A mysterious and talented driver gets into trouble when he tries to help out his new neighbour.
Drive is one of those films that can be described with one word - cool. Everything about it is cool: the soundtrack is cool, the cinematography style is cool and the main character is the epitome of cool (played by Ryan Gosling who is also, cool). However, what I like most about this film, and what I think you can take from it as a filmmaker, is that the director was not afraid to break filmmaking rules and clichés.
One of the first things you learn as a filmmaker is the 180 Degree Rule. When you are filming a conversation between two people, you keep each character on their respective side of the frame so as not to cross the line and confuse the audience. Whilst Drive does not technically cross the line, it seems like it does by framing the characters to the side of the frame in which they are looking. This most likely is done for stylistic reasons but it does give the film a fresh look and feel.
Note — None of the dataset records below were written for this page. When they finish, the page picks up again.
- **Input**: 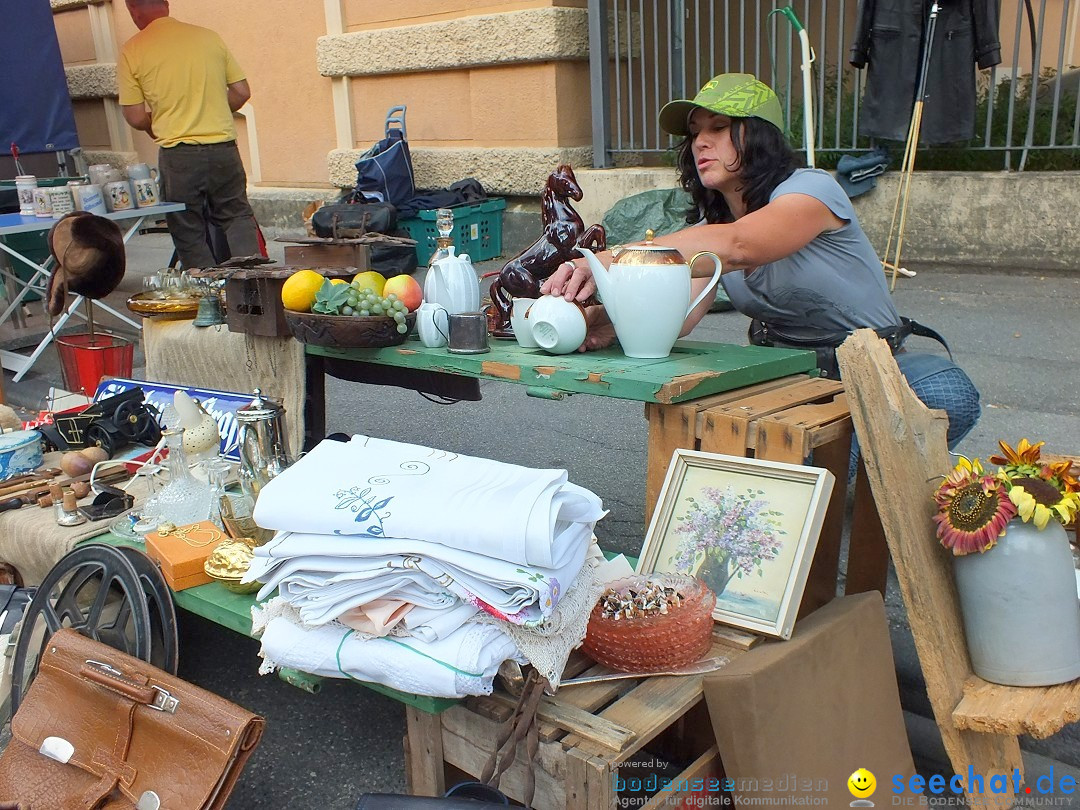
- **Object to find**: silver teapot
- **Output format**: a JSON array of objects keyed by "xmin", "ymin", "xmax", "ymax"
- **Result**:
[{"xmin": 237, "ymin": 389, "xmax": 292, "ymax": 500}]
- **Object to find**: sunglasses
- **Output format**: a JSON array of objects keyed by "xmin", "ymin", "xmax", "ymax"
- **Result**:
[{"xmin": 79, "ymin": 485, "xmax": 135, "ymax": 521}]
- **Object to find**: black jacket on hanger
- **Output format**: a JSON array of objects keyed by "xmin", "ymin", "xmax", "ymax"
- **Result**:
[{"xmin": 850, "ymin": 0, "xmax": 1001, "ymax": 144}]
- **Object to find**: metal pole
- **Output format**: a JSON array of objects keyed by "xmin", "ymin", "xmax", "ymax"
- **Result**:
[{"xmin": 589, "ymin": 0, "xmax": 611, "ymax": 168}]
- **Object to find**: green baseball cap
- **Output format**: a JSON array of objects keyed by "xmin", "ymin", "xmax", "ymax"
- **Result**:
[{"xmin": 660, "ymin": 73, "xmax": 784, "ymax": 135}]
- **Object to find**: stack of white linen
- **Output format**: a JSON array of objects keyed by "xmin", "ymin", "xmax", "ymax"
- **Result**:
[{"xmin": 245, "ymin": 436, "xmax": 606, "ymax": 697}]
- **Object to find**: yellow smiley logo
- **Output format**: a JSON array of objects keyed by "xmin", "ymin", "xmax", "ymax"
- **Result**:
[{"xmin": 848, "ymin": 768, "xmax": 877, "ymax": 799}]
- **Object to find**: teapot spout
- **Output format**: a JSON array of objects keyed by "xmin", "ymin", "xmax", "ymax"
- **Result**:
[{"xmin": 577, "ymin": 247, "xmax": 612, "ymax": 309}]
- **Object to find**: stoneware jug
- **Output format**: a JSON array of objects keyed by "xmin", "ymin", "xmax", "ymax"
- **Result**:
[
  {"xmin": 578, "ymin": 231, "xmax": 723, "ymax": 359},
  {"xmin": 423, "ymin": 245, "xmax": 480, "ymax": 315}
]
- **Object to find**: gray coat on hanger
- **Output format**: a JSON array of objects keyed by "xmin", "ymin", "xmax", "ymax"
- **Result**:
[{"xmin": 850, "ymin": 0, "xmax": 1001, "ymax": 144}]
Drive also dips into surreal moments despite being a very realistically styled film. In the elevator scene where the two main characters kiss for the first time, the lighting drops which isolates the two main characters and creates a very powerful moment. Also, during a car chase scene, the director decides to hole on a slow motion shot of a characters face as a car crashes up behind her. Most films will tend to focus lots of their shots on big car crashes however Drive tends to keeps its focus on the emotions of the characters. The use of these unconventional and original techniques give the story a fresh and stylistic image, making it very enjoyable to watch.
The film technique and the overall style of this film make it incredible viewing for any filmmaker.